You will ask: how do I know this was Jesus? Could it not be that it was a force beyond one, specific Jewish rabbi who lived two millennia ago and was executed by the Roman authorities? Yes, and no. I have lived with the voice of Jesus read to me, read by me, and spoken all around me my entire life – and I heard it that day. If I had been born before Jesus’ birth, would I have realized this? Of course not. If I had been born in Thailand and raised a Buddhist, would I have interpreted this experience as a function of my Buddhist faith rather than Jesus? If I were a pilgrim right now in Iraq, would I attribute this epiphany to Allah? An honest answer has to be: almost certainly.
I couldn’t agree more, and we should remember this lesson when faced with stories of religious experiences told by other believers. Take this post, which I found through a comment in the thread “Instruction Manual or Chronicle?“
What happened instead was that I slowly became aware that someone else was in my room. I couldn’t see anyone, but I could sense a presence. The intensity of the presence began to grow, until it was so overwhelming that I was aware of nothing else, not even myself. I knew I was in the presence of God.
…Tonight is the 20th anniversary of that experience, and the memory is still as fresh in my mind as if it happened yesterday.
There’s no doubt that experiences like this are real, and that they often have a profound and lasting effect on the lives of people who have them. But at the same time, there are some important features of religious experience which the passage above exemplifies, and to which I’d like to call attention.
First: These experiences, while rich in emotional color and texture, are typically light on actual content. (Sullivan revealingly refers to “the voice with no words”). In the many accounts like this that I’ve read, there’s hardly ever an audible voice or a clear message. Instead, the believer experiences a variety of sensations: an oceanic feeling of transcendent bliss, a vivid sense of heightened significance and interconnection, a perception of being swept away from oneself or unified with the infinite.
Second: These experiences virtually never cause a person to convert to a completely different religion, one which they were unfamiliar with prior to the experience. Instead, the religious experience is almost always interpreted as confirmation of a belief set which the person either already belonged to or was seriously considering converting to. Look for a lifelong Christian who had such an experience and felt it as the presence of Vishnu (or a lifelong Hindu who felt the presence of Jesus) – I can all but guarantee your search will be in vain. As Sullivan says, these experiences are shaped and interpreted in light of the believer’s upbringing and culture. Whenever and wherever they occur, they are almost invariably believed to be manifestations of the local god, whichever one that is.

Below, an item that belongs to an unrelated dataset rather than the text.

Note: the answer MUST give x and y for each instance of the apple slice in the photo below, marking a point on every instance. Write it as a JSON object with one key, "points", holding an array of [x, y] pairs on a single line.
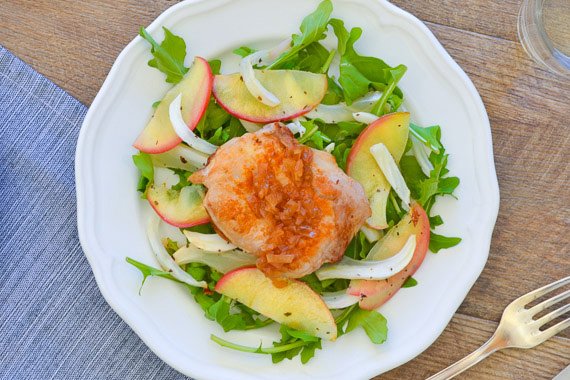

These facts add up to an important conclusion for atheists. In many cases I’ve encountered, the life-altering power of religious experience is put forth as the first reason for belief in God. The people who have these experiences rationalize that no other power could have moved them so deeply. Yet this is an argument that assumes its own conclusion: people consider it as proof of their particular god because that is the only thing they have been taught to interpret it as. That is the conventional wisdom, the default interpretation, in our society. And since it’s widely claimed that these epiphanies are experiences of God, people who have them naturally fall into believing and proclaiming that this is what they were, thus setting up the next generation of self-supporting circular interpretation.
In reality, the sense of rapture is like many other things: not a religious phenomenon, but simply a human phenomenon common to all people. If it were more widely known that believers of all sects have equally persuasive experiences of this kind – and if it were more widely known that atheists have them as well (yes, atheists also have moments of transcendent joy) – then we might develop a more realistic view of their cause.
Rather than leaping to interpret them as divine visitations, we should recognize them for what they are: natural products of human neural wiring. They emerge from the structure of the brain; they are precipitated by the right kinds of events, either internal or external; and when they occur simultaneously with the making of a decision that had been coalescing in the believer’s mind, they’re viewed as powerful confirmation of that decision and can inspire people to restructure their life around it. These experiences are real, yes, and they can certainly be meaningful, but they do not point to anything outside the self.